One bargain basement version that is easy to overlook is the Ormandy Sony Essentials. I found an old copy in a S/H store in Dublin. Forget I had it at the bottom of a suitcase. Leonard doesn’t like it so I knew I was in for a treat. Wasn’t disappointed.
Gramophone reviews, I’d like that! Now THAT would be a way of compensating a bit for the lack of good handling of classical music in Roon!
Yeah, but looking at the subscription prices, perhaps the business case doesn’t pan out for Roon Labs, even at institutional rates.
Perhaps… Don’t know Geoff, can’t imagine it would be more expensive than Rovi / AllMusic. In any case, I’d support at least investigating it, rather than making assumptions
It’s already been raised in the Feature Requests forum, so the Roon team are certainly aware of it…
Ah, thanks! Sorry, missed that.
Revisiting this work I am finding myself responding more to the immediacy of live performances. This traditional performance from Eschenbach and the LPO on modern instruments (2008 I think) is really moving.
I’m away from home so I cannot comment on the reviewers technical quibbles about the stereo separation but the musicality just bursts out even from a chromecast TV.
Surprised no one has mentioned the earlier Karajan.
Karajan did quite a few Missa solemnis.

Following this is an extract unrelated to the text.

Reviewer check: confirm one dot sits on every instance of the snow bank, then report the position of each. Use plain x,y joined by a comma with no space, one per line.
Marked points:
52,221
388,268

There doesn’t seem to be reviews for any of them on allmusic. I have the 1985 one but it’s not one I carry around with me, so this is from memory.
Mostly, I like Karajan as many do. But with some music I find his more sentimental style doesn’t really work and I find myself reaching for the more austere, more academic presentation of some of his contemporaries like Karl Böhm. I cannot comment on the other Karajan’s but from what I remember the pacing of the 1985 is not quite right and the dynamics are distracting. It’s difficult to put your finger on these things but you know when you are not connecting. Others may have a completely different view and that’s fine as well. This old review from Grammophone says it better than I can.
That is almost tempting me to sign up to Tidal but I thought I’d just wait for Quobuz.
Two fine choices. I hadn’t realised I had the 1995 Herreweghe with me because it’s squirreled away on disc 25 of the Harmonia Mundi sacred Cornerstones. Roon did find it from the composition page. I don’t think I would have tried hunting it down from the box page. A much more typical period instrument version than the second one. The recording sounds a little distant to me but that’s probably because I only have a 320/MP3 version on my laptop.
The second one gets really close to the holy grail of combining the detail and clarity of the period instrument and small forces approach and the grandeur of the modern instruments and large forces approach. Just a tad slow in the pacing for me but you get used to it and don’t notice by the time you get to the spectacular gloria.
I agree with your observations, although I must confess the Klemperer and the Gardiner are also favourites of mine. I have the Klemperer in several incarnations, my first version ever being the 1997 EMI remaster.
A terrible batch, also including Casals’s Bach Cello Suites (bought that one in Parma, Italy ) In their centenary year, EMI sucked the life out of nearly all their remasters. The 2012 hires remaster sound much better IMO.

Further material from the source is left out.